Eis que surge, eis que surge o Messias em pessoa. Ele atendia pelo nome singelo de Henry Ford
Cristo. Era um Cristo perfeito, já renascia crucificado, com coroa de espinhos e tudo. Ele trazia
uma verdade, duas verdades, muitas verdades de esquerda. Ele estava em Ouro Preto. Ele me
contou que já renasceu em vários lugares e ainda não foi aclamado Salvador. Ele renasceu em
Bristol, fui preso, supliciado e novamente morto no pelourinho.

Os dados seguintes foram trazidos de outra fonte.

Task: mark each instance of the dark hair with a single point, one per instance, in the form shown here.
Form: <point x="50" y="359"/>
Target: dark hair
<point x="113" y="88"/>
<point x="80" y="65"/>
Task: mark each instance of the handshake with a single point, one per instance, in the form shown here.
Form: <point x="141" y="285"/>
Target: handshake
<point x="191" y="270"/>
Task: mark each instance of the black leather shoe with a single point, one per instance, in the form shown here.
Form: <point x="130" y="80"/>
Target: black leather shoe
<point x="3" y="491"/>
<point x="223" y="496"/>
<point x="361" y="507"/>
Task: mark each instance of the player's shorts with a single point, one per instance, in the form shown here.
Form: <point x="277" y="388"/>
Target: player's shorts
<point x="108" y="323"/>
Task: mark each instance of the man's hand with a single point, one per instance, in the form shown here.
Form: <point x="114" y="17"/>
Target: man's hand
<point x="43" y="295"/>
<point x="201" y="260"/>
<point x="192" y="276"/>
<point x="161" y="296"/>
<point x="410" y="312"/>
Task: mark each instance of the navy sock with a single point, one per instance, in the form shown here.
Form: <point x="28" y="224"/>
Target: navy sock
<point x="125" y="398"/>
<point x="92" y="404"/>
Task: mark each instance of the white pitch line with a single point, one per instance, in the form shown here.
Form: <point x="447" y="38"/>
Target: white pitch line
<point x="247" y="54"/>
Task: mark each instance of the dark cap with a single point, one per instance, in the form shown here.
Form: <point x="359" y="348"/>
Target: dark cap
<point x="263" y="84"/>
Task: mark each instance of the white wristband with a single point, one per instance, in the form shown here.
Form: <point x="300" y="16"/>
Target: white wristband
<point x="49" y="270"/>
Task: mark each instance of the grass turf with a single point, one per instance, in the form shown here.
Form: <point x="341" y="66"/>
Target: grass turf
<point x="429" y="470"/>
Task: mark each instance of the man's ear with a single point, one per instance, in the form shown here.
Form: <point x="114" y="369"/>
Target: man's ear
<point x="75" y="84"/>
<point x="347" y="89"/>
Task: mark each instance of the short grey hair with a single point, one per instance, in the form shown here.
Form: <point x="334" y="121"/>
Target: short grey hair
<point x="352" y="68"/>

Foi um bêbado na Itália, no
século dezenove, depois me revelou-se o Salvador, mas novamente fui supliciado. Apareceu na
Rússia também, filho de uma camponesa e de um ancião de cem anos, mas o Czar mandou
crucificá-lo frente ao Kremlin. Depois, renasceu como um louco gaguejante em Novrogod, para
ser novamente preso e supliciado junto com os anti-czaristas. Deus muitas vezes utilizou a
máscara da imbecilidade. Ele foi um cozinheiro negro de um vagão restaurante nos Estados
Unidos, profetizaram que era o Jesus Negro, mas foi morto outra vez, no Sul dos EUA, pela Ku
Klux Klan. Agora virá para a Segunda Vinda definitiva, renascerá em Belém do Pará no Brasil e
lá será preso pela polícia, revivendo seu martírio. De lá, partirá para fundar sua Igreja em torno
de Brasília, cidade fonte futura de um jorro universal de leite e mel... Bom, esse é o trecho que
posso divulgar e adiantar para vocês. No mais, planejo para breve uma nova peregrinação
mística: irei viajar pela ferrovia transiberiana acompanhado de Mãe Santinha do Cantuá, uma
mãe de santo de minha devoção...
(A fala de Paul Rabbitt é interrompida pela canção Across the Universe, na versão da banda
eslovena Laibach, e, quando a canção acaba, TREVAS).